Нговы, держась друг дружки, выплыли к большому валуну, вскарабкались на него и, растопырившись по-собачьи, встряхнулись – брызги серыми фонтанчиками разлетелись в разные стороны. Сирены, нахохлившись, расправили намоченные крылья и выставили их для просушки на резком, холодном ветре.

Одна из этих красоток подняла голову и увидела ползущего по скале Андрея. Она заурчала и радостно подпихнула лапой подругу:

– Мясо!

– Где?

– Вон, рядом, – нгова ткнула лапой в сторону человека.

Андрей, не подозревавший, что представляет для кого-то интерес как кусок мяса, пока что был озабочен одним: как перехватить рукой ветку покрепче – та, за которую он держался, угрожающе треснула и могла в любую секунду обломиться, а до соседней, более толстой ветки, ещё надо было дотянуться.

Нгова, первой заметившая человека, подпрыгнув, поднялась на крыло. За ней тяжело взлетела и её спутница. Они старались не выдать своего присутствия, и потому летели молча, но сырые крылья, мощно рассекая воздух, свистели на ветру. Звенели металлические подвески, постукивали друг о друга человечьи черепа, свисавшие с нговьих поясов. Этот шум заставил Андрея обернуться.

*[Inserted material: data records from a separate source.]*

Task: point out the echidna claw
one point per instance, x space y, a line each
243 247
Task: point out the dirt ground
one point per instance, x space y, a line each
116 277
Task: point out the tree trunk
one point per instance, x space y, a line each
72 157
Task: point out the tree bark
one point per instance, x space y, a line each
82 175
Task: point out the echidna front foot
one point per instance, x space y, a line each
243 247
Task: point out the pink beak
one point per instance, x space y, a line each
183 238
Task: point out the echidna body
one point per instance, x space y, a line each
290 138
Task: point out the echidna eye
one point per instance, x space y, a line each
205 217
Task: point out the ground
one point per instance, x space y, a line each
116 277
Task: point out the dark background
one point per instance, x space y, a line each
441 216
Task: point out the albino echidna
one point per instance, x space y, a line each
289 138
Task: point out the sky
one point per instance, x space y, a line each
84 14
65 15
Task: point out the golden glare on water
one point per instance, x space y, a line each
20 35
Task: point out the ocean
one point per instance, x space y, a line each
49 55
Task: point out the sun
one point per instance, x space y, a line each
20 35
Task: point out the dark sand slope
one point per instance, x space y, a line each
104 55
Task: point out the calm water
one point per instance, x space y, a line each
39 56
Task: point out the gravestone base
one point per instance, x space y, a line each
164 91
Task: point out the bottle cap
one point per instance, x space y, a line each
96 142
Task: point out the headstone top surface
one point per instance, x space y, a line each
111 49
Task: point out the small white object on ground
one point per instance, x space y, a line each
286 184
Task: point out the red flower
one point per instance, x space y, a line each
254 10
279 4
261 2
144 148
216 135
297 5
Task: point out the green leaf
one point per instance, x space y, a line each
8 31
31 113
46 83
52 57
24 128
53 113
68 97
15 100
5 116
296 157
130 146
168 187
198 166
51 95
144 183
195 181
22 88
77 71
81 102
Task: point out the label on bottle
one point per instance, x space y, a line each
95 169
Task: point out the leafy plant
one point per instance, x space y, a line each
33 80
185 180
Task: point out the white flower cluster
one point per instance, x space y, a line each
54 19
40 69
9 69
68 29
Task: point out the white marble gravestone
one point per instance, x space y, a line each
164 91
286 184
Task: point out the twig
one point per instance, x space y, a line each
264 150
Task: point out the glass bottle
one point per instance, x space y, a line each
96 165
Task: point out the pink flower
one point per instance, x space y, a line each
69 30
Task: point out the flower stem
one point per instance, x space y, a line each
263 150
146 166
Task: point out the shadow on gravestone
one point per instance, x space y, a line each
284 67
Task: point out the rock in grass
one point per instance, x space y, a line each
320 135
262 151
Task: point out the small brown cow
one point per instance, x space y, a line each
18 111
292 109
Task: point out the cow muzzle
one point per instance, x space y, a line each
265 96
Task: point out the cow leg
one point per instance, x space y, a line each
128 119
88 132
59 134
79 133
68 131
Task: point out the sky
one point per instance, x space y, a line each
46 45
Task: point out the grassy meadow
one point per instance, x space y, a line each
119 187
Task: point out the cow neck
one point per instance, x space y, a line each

Обнаружив направляющихся к нему крылатых дев-чудовищ, он весь похолодел, сердце будто сорвалось и упало куда-то вниз, пульсирующей болью отдавая в пятки. В этот момент ветка, за которую он держался, всё-таки обломилась, и Андрей остался висеть на одной руке.

Нговы заверещали и ещё усиленнее замахали крыльями. Андрей, обмерев, не мог оторвать взгляда от впереди летящей сирены: она словно гипнотизировала его, притягивая, как магнитом, малахитовой зеленью расширившихся глаз. Черные зрачки казались бездонными и холодными, и в них скрывалась сама смерть.

Он понял: если не пересилит себя и не отведёт глаза в сторону, то пропадёт, и чем тогда человек отличается от кролика, дрожащего под взглядом удава? Андрей почему-то хранил надежду, что ему поможет аоми – подсказкой ли, действием ли, но Ниохта не подавала никаких признаков жизни. Это и прежде случалось: аоми в критических ситуациях, словно желая испытать силы Андрея, не оказывала ему никакой поддержки, – молодому человеку казалось: затаив змеиную усмешку, она ждёт его мольбы о помощи, но каким-то шестым чувством Андрей понимал: до подмоги может и не снизойти, потому что ей лестно его унижение, и чем он слабее, тем она сильнее и значительнее.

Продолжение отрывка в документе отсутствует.